Ce dut être un merveilleux spectacle que ces deux palais d'Othon-Henri et de Frédéric IV vus à la lueur du bombardement dans la fatale nuit du 21 mai 1693. M. de Lorges avait posé une batterie dans la plaine, devant le village de Neuenheim, une autre sur le Heiligenberg, une troisième sur le chemin de Wolfsbrunn, une quatrième sur le petit Geissberg.
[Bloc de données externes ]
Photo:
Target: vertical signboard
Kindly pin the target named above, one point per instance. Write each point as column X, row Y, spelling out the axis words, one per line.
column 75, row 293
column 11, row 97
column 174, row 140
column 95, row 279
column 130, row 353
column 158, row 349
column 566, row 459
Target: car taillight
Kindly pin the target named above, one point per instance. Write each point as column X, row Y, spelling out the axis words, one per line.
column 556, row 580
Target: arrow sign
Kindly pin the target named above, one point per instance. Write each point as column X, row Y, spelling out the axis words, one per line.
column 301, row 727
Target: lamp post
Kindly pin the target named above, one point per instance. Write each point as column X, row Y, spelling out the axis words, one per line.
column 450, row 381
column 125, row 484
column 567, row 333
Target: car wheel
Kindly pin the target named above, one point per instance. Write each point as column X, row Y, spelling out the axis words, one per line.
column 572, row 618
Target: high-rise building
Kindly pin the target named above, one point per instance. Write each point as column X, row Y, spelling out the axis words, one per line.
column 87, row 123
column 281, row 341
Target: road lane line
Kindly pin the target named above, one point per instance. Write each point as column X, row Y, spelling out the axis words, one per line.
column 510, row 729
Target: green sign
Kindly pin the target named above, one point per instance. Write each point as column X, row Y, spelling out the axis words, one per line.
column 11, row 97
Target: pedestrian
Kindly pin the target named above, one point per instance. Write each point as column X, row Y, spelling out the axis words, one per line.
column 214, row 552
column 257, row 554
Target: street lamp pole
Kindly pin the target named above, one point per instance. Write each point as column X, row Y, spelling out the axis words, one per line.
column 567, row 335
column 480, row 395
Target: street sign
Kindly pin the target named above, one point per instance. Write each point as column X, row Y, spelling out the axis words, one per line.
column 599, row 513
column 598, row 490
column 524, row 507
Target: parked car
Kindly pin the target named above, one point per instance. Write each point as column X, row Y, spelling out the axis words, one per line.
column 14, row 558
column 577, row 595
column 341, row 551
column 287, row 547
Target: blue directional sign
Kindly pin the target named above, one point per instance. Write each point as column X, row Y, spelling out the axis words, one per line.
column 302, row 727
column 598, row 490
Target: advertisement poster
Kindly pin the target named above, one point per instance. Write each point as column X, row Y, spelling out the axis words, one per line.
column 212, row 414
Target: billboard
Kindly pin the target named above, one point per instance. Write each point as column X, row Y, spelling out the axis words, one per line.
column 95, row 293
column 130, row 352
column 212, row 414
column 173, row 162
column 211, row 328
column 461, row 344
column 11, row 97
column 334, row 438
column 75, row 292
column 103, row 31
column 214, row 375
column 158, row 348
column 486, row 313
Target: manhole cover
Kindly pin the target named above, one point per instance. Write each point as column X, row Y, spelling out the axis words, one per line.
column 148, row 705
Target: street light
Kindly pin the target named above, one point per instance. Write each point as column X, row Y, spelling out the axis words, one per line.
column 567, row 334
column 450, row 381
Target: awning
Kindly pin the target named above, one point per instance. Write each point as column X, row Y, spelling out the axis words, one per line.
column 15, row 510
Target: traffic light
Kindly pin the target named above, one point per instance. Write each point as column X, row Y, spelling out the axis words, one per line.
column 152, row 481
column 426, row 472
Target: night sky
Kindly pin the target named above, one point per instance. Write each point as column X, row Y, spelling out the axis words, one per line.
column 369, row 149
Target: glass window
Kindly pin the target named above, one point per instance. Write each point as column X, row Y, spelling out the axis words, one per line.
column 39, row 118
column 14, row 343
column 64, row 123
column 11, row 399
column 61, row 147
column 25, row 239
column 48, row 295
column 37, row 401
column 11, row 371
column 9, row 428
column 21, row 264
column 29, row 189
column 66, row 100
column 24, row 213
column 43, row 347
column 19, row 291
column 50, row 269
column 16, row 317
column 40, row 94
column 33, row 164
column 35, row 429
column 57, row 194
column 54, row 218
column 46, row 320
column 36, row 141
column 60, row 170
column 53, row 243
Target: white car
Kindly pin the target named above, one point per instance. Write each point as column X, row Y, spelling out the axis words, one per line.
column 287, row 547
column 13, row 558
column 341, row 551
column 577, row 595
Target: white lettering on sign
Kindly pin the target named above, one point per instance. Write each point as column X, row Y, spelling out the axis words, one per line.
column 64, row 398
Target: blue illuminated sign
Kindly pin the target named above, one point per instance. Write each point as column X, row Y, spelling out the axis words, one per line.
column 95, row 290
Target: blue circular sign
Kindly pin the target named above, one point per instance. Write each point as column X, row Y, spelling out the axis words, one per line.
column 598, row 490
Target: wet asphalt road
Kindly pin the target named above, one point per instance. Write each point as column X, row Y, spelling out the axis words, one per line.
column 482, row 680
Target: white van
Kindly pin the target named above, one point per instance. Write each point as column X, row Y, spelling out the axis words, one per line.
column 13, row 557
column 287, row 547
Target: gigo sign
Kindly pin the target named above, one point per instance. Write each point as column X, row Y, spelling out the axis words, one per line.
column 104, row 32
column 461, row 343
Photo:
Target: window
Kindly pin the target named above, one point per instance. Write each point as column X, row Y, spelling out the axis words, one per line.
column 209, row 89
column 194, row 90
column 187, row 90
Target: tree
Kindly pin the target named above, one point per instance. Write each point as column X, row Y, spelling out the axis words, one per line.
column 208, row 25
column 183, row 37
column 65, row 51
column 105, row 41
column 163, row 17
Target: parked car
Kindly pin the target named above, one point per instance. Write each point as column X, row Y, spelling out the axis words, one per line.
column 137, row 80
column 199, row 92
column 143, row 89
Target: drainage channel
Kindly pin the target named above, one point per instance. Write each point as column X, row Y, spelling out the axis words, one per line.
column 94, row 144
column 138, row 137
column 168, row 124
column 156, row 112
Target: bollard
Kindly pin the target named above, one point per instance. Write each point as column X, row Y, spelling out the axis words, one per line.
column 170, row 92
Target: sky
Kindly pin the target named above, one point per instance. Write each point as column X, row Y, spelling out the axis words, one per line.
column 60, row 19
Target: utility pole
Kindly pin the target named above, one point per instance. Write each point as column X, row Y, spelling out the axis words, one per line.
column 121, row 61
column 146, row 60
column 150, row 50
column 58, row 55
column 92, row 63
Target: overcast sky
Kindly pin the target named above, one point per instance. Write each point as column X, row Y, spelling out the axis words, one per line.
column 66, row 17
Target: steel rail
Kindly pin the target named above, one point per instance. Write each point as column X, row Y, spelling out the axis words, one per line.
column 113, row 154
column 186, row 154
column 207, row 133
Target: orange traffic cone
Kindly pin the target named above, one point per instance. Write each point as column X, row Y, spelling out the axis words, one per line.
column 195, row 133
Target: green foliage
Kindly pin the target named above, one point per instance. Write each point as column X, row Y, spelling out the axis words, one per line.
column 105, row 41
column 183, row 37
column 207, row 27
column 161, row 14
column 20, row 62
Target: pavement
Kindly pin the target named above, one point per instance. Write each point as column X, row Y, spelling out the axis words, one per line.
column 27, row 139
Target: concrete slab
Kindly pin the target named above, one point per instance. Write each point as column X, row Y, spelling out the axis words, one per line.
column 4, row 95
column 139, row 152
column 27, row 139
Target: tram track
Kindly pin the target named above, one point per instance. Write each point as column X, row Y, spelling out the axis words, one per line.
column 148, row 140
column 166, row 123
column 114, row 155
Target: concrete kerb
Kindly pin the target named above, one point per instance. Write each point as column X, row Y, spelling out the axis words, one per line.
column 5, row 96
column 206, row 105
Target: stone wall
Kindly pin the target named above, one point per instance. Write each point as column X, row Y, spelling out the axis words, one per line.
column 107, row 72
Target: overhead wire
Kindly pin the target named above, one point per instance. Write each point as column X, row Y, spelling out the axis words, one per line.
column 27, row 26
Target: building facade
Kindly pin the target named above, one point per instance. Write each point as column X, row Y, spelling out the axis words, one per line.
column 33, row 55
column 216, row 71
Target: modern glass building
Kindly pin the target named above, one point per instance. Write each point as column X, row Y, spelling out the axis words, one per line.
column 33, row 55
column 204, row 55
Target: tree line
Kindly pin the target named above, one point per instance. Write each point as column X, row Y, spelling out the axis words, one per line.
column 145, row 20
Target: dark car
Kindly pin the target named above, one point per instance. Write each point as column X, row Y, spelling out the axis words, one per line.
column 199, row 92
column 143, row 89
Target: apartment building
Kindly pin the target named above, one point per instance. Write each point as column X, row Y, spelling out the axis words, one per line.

De ces quatre points opposés, les mortiers entourant Heidelberg comme un cercle d'affreuses hydres, plongeaient sans relâche et de tous les côtés à la fois leurs longs cous de flamme dans la cour du château; les obus fouillaient le pavé de leur crâne de fer; les boulets ramés et les boulets rouges passaient parmi des traînées de feu, et à cette clarté se dessinaient sur la façade de Frédéric IV, dans leur posture de combat, les colosses des palatins et des empereurs, cuirassés comme des scarabées, l'épée à la main, tumultueux et terribles; tandis qu'à côté d'eux, sur l'autre façade, nus, sereins et tranquilles, vaguement éclairés par le reflet des grenades, les dieux rayonnants et les déesses rougissantes souriaient sous cette pluie de bombes.
Parmi ces figures royales, qui semblent être plutôt des âmes pétrifiées que des statues, deux seulement m'ont paru avoir perdu quelque chose de leur fierté; c'est Louis V et Frédéric V. Il est vrai qu'ils ne font pas partie de l'éclatante constellation de princes semée sur le palais de Frédéric IV. Ils sont adossés dans l'ombre à cette ruine qui a été la Grosse-Tour.
Frédéric V est profondément accablé; il semble qu'il songe à la faute qui a fait sa destinée. La couronne de Bohême, retirée par les Bohémiens du front de Ferdinand d'Autriche, avait été proposée par eux à l'électeur de Saxe, qui la refusa; puis à Charles-Emmanuel, duc de Savoie, qui la refusa; puis à Christian IV, roi de Danemark, qui la refusa; ils l'offrirent enfin au palatin Frédéric V, qui, conseillé par sa femme, prit cette couronne des deux mains. Il se fit couronner à Prague en 1619; puis la guerre éclata, et il alla mourir, errant et banni par les événements qu'il avait faits, loin de son pays. Sa femme était Elisabeth d'Angleterre, petite-fille de Marie Smart. Elle avait apporté en dot à son mari la fatalité de sa famille. Ce n'était pas Elisabeth qui épousait un trône, c'était Frédéric V qui épousait l'exil.